Massage Therapy Continuing Education Classes

With Marissa Emery

Find Your Course

This course combines calming and gently energizing techniques to support nervous system regulation. This revitalizing approach focuses on the areas where modern-day tension lives: the upper back, neck, shoulders, face, and scalp. Through a sequence of 50 intentional techniques that alternate between soothing and stimulating, participants will learn how to help clients shift out of stress mode and into a state of rest, ease, and groundedness. By supporting healthy circulation and releasing chronic holding patterns in the head and upper body, this work offers both immediate relaxation and a deep sense of overall wellbeing. Techniques are performed with the client fully clothed and seated in a chair, followed by adapted applications on the table.

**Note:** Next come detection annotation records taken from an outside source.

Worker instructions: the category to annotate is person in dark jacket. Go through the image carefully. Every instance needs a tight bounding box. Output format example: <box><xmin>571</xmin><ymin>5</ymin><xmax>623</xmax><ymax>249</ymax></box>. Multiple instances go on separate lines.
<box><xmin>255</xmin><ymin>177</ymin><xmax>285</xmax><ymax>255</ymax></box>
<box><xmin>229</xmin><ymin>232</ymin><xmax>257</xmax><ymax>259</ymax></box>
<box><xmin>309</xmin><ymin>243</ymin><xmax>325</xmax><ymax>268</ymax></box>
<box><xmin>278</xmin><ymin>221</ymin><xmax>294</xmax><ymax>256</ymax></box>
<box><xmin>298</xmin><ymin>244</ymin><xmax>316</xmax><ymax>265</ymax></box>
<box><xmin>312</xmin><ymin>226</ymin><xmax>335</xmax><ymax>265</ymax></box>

This massage approach is especially supportive for clients navigating stress, mental fatigue, poor sleep, tension headaches, and mood fluctuations. The alternating rhythms of the techniques help regulate the nervous system, improve focus, ease emotional overwhelm, and support mental clarity. Participants will learn how their work directly influences client nervous systems and how to apply this rich set of techniques to any therapeutic practice.

Marissa Emery

What To Bring & Special Instructions

Please have clean hair and use no hair products on the day of the class. If you have long hair, please bring a hair accessory to pull it back.  Dress comfortably and in layers. For the table segment, it’s best to bring a tank top to change into for receiving the treatment. 

Stress is reflected in the face when facial muscles become tense and tighten. Unconsciously, we contort our face and creases appear across the surface of the skin as the pressures of the day intensify.

Marissa Emery

What to Expect in This Course

This class includes a blend of facial massage techniques that are not only relaxing and rejuvenating, but beneficial for reducing the effects of stress, tension and aging that manifest in the appearance and conditions of the face. Facial massage is an excellent addition to your massage offerings. It can be added in full as a 50-60 minute treatment or in part at the end of a massage therapy session for a pampering conclusion. The treatment includes:

Facial lymphatic strokes

Face lift massage techniques

Moist heat applications

Relaxation/rejuvenating strokes of various depths and styles

Hot stone strokes and focused stimulation that benefits sinus problems, tension headaches, and migraines

What To Bring & Special Instructions

Dress comfortably, wear no makeup (or at the very least no foundation) and preferably no contacts. It’s best to bring a tank top to change into when receiving the treatment.

Feet function as the body’s shock absorbers and are many times the hardest worked of all body parts. Unfortunately, many of our clients experience foot fatigue on a regular basis and a one hour massage session does not allow enough time to pamper and fully address the issues of the feet.

Marissa Emery

The client is comfortably seated during this relaxing 30-40 minute treatment.  This foot treatment can be offered as an add-on service to a full body massage or it can be a focused session on its own. Add this to your menu of services to expand your support of clients and increase your income.

For more information and to register, visit Marissa Emery, LMT

Learn and experience a specialized 4-part foot treatment employing 4 different products and massage therapies as follows:

Foot soak with compression

Circular effleurage with abrasives

Foot mask with plantar massage

Rejuvenating foot massage with lotion

What To Bring & Special Instructions

Wear loose pants that can be pulled or rolled up and kept out of the water (or a pair of shorts). Bring a pair of clean socks or flip flops to slip on after receiving the treatment.

About the Instructor

Marissa Emery

Marissa Emery, B.A., L.M.T., earned her massage therapy license in 2009 after graduating from East West College of the Healing Arts in Portland, Oregon. She launched a solo massage practice in 2011, Mama Needs Massage, where she continues to support mamas with deep rest and recharging. Since 2014 Marissa has been teaching massage to laypeople, professional nurturers, and even in schools to children. She finds joy and meaning in teaching continuing education to massage therapist peers. She believes that the power of touch can heal the world, and loves sharing her passion and experience with students.